3. Perform freeze. For NFTs, it just prevents NFTs from being transferred. For ERC-20R, it will track stolen funds and prohibit the transfer of these funds. Please note that as long as the account owner's balance is higher than the frozen amount, they can still conduct transactions with others.

4. Judgment. Both parties can then submit evidence to a decentralized group of judges. Ultimately, the judge makes a decision and then instructs the governance contract to call the reverse or rejectReverse function on the affected ERC-20R or ERC-721R contract. If rejectReverse is called, the freeze on the disputed asset is lifted. Trials can be lengthy, possibly lasting several weeks.

5. Reversal (if applicable). The reverse function sends frozen assets back to the victim.

Figure 1: Transaction Example Diagram

Tracking Stolen Funds

When assets are stolen, they are rarely in just one place. Attackers often transfer it from one account to another.

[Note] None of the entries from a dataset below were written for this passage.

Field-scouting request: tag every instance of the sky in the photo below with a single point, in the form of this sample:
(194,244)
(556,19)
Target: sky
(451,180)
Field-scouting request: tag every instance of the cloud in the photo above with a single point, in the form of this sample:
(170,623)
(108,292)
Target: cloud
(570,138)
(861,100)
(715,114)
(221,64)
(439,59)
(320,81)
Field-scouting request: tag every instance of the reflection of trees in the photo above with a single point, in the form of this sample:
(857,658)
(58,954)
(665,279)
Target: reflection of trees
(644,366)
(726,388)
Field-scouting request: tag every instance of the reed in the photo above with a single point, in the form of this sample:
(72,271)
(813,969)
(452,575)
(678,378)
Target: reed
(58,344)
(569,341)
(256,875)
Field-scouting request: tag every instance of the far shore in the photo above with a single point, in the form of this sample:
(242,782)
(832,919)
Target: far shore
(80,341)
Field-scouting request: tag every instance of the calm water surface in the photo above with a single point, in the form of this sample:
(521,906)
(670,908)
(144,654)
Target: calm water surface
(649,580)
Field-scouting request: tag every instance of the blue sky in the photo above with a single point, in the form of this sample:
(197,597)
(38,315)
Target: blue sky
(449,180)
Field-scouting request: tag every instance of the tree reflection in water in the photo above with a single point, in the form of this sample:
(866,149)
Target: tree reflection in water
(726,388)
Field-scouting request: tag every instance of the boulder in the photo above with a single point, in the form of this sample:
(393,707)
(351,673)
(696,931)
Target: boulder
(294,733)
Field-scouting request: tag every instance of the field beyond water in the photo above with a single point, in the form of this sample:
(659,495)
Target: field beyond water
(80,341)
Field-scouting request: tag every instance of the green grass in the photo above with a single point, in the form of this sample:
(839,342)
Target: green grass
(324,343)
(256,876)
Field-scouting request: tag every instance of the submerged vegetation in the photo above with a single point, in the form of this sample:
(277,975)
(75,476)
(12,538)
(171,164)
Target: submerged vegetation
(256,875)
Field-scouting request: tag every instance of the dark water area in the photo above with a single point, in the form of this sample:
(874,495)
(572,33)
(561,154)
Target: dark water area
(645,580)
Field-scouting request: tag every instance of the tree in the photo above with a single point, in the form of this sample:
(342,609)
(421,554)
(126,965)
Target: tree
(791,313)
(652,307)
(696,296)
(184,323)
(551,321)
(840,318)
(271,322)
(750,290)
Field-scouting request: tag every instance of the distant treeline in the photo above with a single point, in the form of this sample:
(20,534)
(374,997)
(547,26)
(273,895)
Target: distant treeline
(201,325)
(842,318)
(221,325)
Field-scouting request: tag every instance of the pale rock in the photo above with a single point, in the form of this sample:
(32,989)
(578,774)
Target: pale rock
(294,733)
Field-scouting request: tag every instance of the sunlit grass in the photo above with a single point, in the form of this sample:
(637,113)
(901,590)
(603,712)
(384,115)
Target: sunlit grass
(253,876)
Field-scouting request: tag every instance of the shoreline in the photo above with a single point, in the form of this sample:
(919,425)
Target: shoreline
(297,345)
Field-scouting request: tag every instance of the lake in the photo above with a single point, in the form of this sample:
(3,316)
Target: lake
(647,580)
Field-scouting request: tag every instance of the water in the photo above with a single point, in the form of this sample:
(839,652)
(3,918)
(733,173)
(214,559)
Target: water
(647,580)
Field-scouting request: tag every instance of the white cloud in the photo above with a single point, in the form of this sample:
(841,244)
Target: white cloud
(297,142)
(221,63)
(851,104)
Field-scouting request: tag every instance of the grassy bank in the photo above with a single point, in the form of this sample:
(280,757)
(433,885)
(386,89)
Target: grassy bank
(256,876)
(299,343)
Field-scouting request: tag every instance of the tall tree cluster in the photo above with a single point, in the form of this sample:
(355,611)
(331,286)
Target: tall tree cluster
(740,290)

In this case, an attacker could even monitor the mempool and move assets in a front-running transaction when they see a freeze request coming in. Our solution to avoid this is to perform a full on-chain freeze (and its computation) in a single transaction, so an attacker cannot "run past" the freeze.

But we can't just disable every account that touches these assets, so how do we decide which accounts to freeze? Fortunately, in the case of NFTs, freezing is very simple: just look up who currently owns the NFT, and freeze that account. However, the divisibility of the currency makes freezing ERC-20s more complicated. Those funds can be split among dozens of accounts, transferred to anonymous mixers like Tornado, or exchanged for another digital currency. If it goes through a lot of accounts, at least some of them are related to the hacker. But some accounts are likely innocent, or merchants providing legitimate services in exchange for payment. It is not always possible to correctly identify the culpability of each account. Therefore, we provide a default freeze procedure to track and lock stolen funds. Our algorithm ensures:

1. Assuming there is no destruction, there will be enough assets frozen to make up for the stolen amount. (Destroyed assets will be subtracted from the returned amount)

2. The funds in the account will only be frozen if there is a direct transaction with the thief

3. As far as the transaction graph is concerned, the running time complexity of the algorithm is reasonable

We discuss more algorithmic details in the paper .

Decentralized Judicial System

The more nebulous part of the puzzle concerns the "decentralized pool of judges". Who are these judges? How do they vote? How are they rewarded?

These are ultimately up to governance, who creates the ERC-20R/ERC-721R instance. In our paper, we explore how to deter judges from dishonesty and bribery, reward mechanisms, and more. We emphasize that judges cannot add transactions or arbitrarily modify the value of one's balance.